イオリーは医務室の天井と座っているオルフェの顔を交互に見ていた。オルフェは、その青い瞳で何か難しいことでも考えているようだった。ずっと見られているのが落ち着かなくて、イオリーはオルフェのローブの袖を引っ張る。
「なぁ、オルフェ、さっきから怖い顔してどうした?」
イオリーの問いかけにオルフェは意を決したように口を開いた。
「ずっと考えていた、イオリー。君は本当に、夜に咲く花を蘇らせるためにここに来たのか?」
「え、本当だけど、親友のお前に誓って」
イオリーはベッドから起き上がりオルフェに向かい合う。
「――そうか分かった」
「なんで、俺が嘘吐いてるって思ったんだ?」
「一つは、花が見たいという理由で、リスクを冒して学校に来たと思えなかった」
「ん……うん、まぁ、それは個人の興味の違いかな」
「あと、もう一つは、君が言った夜に咲く花は絶滅していないんだ。魔法薬学に精通している君がそのことを知らないとは思えない」
イオリーは目を見開いた。
「え、オル、それ本当か!」
イオリーはベッドに両手をつき、オルフェの顔をまじまじと覗き込んだ。
「あぁ、夜に咲く花は、ここセラフェンにある。君も子供の頃に見たはずだが? 私と一緒に夜の運河に行ったときだ。特別めずらしい花ではないし、現に私の育ったオールトンでも咲いている」
「そっかオルフェ、あの夜のこと覚えているのか」
イオリーはオルフェが昔のことを覚えていたのか嬉しくて、おもわず顔を綻ばせた。
「忘れるはずがない。窓から宿を抜け出すなんて、あんなはしたないことしたのは、あの一度きりだ」
「えーでも楽しかったろ? 秘密の探検ごっこ」
「そうだな」
九歳の頃だ、一緒に花を見たなんて些細なことはとうに忘れていると思っていた。いまも同じ思い出を共有していると分かりイオリーの声は弾む。
「あの花、綺麗だったよな」
「あぁ、イオリーが教えてくれたんだ。これは夜に咲く花だと、自分で教えたのに忘れていたのか? たしか、月見草と言ったか」
王都セラフェンで魔法学会が開催されたとき、イオリーは会場で同じく学会に参加しているオルフェと知り合った。ハンプニーの村にも同じ年頃の友達はいたが、魔法に興味がある同年代の子に出会ったのは初めてだった。

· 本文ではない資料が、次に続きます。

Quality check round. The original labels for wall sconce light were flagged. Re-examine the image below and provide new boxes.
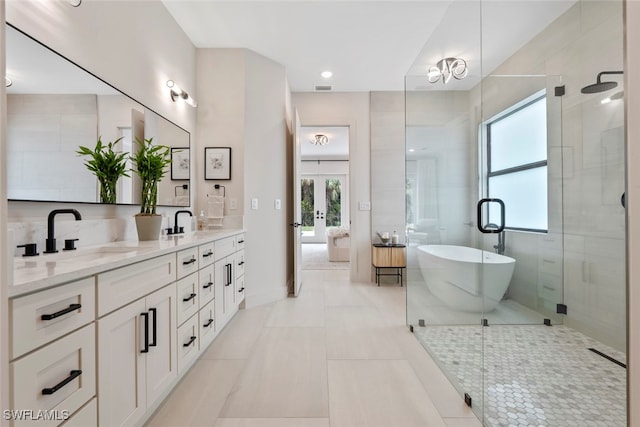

その夜、両親が社交界のパーティーに参加しているとき、イオリーは一人宿を抜け出し、オルフェがいる宿の敷地に忍び込んだ。
会えるとは思っていなかったが窓から声をかけると、オルフェが出てきてくれた。――いつまでも色褪せない、子供の頃の楽しい思い出。
「花が絶滅していないと思い出せて良かったな」
「あ、いや違うんだよオルフェ。あれも確かに夜に咲く花なんだけど、黄色いから本当は待宵草って名前で」
「待宵草?」
「そう、今は黄色い花が有名で月見草って呼ばれているけど、本来は待宵草って名前なんだ」
「そうなのか、すまない。私は、あまり花に詳しくないんだ」
イオリーは首を横に振った。
「いや、オルフェは間違っていなくて、もうほとんどの人々は白い月見草を忘れているんだ」
イオリーは目を細めて、曽祖母の顔と白い月見草を思い浮かべる。自分は、まだ忘れていない。昨日のことのように夜の花畑を思い出せる。曽祖母が魔法で見せてくれた幻影を。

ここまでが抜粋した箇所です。